Linguistic Injustice in Multilingual Technologies: arTenTen and esTenTen as case studies

paper, specified "long paper"
  1. 1. David Bordonaba-Plou

    Universidad de Granada, Spain; Universidad de Valparaíso, Chile

  2. 2. Laila M. Jreis-Navarro

    Universidad de Zaragoza, Spain; Universidad de Granada, Spain

Work text
This plain text was ingested for the purpose of full-text search, not to preserve original formatting or readability. For the most complete copy, refer to the original conference program.

Establishing English as the
lingua franca in Academia has contributed to what has become known as “linguistic injustice” (see Van Parijs, 2002; Hyland, 2016; Politzer-Ahles et al., 2016; Soler, 2020). This idea states that second-language learners are at a disadvantage when using the new language. The predominance of English and the difficulties that a poor command of the language can pose have been a relevant concern in Digital Humanities (DH) (see Mahony, 2019, p. 384; Galina, 2014, p. 314). When discussing the consequences and possible solutions to the English-speaking bias in DH, the literature focuses on the following problems: i) the lack of translations of research output (see Galina, 2013); ii) issues of connectivity, for example, the so-called “digital divide” (Galina, 2014, p. 314; Mahony, 2019, p. 385); iii) the unavailability of data sources in languages other than English to quantify DH (Galina, 2014, p. 310); iv) problems with digital standards such as Unicode and TEI (see Fiormonte, 2012, pp. 67-69; Mahony, 2019, p. 374); and v) increasing the number of sources of textual information in languages other than English (see Galina, 2014, p. 314). In this sense, multilingual DH critiques seem to be centered on the deficiencies of non-English-language resources rather than on the level of accuracy of digital analytical tools.
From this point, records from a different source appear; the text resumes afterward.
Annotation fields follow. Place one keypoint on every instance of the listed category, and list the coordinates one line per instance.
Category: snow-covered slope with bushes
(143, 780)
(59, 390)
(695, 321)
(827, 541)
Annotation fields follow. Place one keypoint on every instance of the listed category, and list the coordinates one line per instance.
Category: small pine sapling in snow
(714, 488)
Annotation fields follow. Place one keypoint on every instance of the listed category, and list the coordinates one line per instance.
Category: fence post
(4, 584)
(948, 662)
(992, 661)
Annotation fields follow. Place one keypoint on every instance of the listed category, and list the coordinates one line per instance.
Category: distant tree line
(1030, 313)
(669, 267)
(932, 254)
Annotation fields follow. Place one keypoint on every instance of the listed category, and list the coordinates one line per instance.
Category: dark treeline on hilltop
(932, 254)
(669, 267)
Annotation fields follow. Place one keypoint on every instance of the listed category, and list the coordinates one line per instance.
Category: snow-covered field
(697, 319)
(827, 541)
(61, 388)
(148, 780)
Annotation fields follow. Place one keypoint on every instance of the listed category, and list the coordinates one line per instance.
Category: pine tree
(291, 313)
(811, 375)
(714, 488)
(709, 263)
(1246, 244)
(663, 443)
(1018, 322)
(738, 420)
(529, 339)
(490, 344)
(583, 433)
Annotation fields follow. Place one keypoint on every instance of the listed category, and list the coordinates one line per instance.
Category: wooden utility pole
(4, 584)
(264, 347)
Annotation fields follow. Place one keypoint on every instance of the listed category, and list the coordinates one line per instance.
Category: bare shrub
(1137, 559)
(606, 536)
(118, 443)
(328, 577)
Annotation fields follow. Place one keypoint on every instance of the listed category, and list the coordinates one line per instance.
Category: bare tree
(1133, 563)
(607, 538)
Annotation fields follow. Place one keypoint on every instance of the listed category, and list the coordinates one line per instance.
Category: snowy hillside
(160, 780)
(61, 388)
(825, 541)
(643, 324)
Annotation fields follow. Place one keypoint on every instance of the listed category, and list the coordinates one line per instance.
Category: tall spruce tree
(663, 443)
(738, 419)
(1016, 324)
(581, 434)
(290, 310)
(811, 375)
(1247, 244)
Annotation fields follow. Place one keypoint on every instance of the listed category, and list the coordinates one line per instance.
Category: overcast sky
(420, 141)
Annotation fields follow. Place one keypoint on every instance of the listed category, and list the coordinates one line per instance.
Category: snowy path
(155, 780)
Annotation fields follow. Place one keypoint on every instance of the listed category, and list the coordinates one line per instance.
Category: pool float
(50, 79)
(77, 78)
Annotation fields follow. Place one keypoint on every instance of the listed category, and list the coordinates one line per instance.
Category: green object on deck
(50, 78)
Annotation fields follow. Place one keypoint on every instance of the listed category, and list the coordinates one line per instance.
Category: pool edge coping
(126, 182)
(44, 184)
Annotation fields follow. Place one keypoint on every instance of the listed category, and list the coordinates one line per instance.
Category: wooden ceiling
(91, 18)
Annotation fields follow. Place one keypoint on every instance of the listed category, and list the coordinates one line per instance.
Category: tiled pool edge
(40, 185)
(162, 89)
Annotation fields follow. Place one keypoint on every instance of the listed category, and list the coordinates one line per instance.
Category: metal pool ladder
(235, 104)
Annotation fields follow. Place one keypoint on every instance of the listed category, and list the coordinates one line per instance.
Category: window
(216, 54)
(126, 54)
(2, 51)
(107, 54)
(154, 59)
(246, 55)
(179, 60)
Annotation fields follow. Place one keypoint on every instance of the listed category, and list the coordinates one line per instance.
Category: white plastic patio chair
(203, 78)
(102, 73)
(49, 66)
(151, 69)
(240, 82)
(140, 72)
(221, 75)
The aim of this work is twofold. Firstly, to distinguish a phenomenon that produces a new type of linguistic injustice, which we label as “the paradox of Anglocentric multilingualism.” This paradox arises when a multilingual philosophy is pursued in constructing complex systems of analysis in a digital environment (digital platforms, ontologies). However, these systems imply advantages in the study of English over other languages. The injustice derives from a poor level of precision in the output of technology when analyzing non-English languages. Secondly, we contend that multilingual DH should address the different challenges posed by this paradox. Multilingual DH needs to deal with the deficiencies of tools’ performance as well as those of language resources, because this disadvantage makes it difficult for any cross-linguistic study to provide reliable empirical data in (dis)proving linguistic intuitions.
To illustrate some of the potential problems derived from the paradox, this work will detail the difficulties we have faced in a cross-linguistic study on color terms (Bordonaba-Plou and Jreis-Navarro, forthcoming), when using the Arabic corpus arTenTen (Arts et al., 2014) and the Spanish corpus esTenTen (Kilgariff and Renau, 2013) in Sketch Engine. We will study the different performances of the tool in Arabic and Spanish, compared to English, to point out the weaknesses of this tool in a multilingual arena, making it possible to improve it and enriching the critical and inclusive framework of multilingual DH. Two main issues emerged in our inquiries. Firstly, the lists of collocations provided by the Sketch Word tool are of differing types and usefulness. For example, in Spanish, the tool provides lists like those in English (enTenTen20), i.e., lists based on a functional perspective. However, in Arabic, the researcher has fewer lists available, and those only reflect grammatical categories and the collocation position (left or right). This shortcoming of the tool means it does not provide a complete perspective on the linguistic behavior of the term. Secondly, the analyses conducted by the tool show different degrees of accuracy in Part of Speech (PoS) tagging. In Spanish, the PoS tagger classifies proper nouns as modifiers and verbs. For example, it invents
paular “to paul” (from the proper name Paula),” or
rodrigar “to Rodrigo” (from the proper name Rodrigo).” In Arabic, the PoS tagger does not cover cliticization in smart search. Cliticization is the most important phenomena in Arabic morphology and a big challenge in computational analysis (Habash, 2010, pp. 47-50). For example, the tagger reads
bāhit “pale” as if the prepositional particle proclitic
b+ “with/in” were attached to the non-existent inflected base word
āhit. These inaccuracies imply that the statistical scores –MI-score (Hunston, 2002, p. 71; Baker, 2006, p. 101), t-score (Hunston, 2002, p. 73), and Log Dice (Gablasova, Brezina and McEnery, 2017, p. 164)– cannot be used with total confidence.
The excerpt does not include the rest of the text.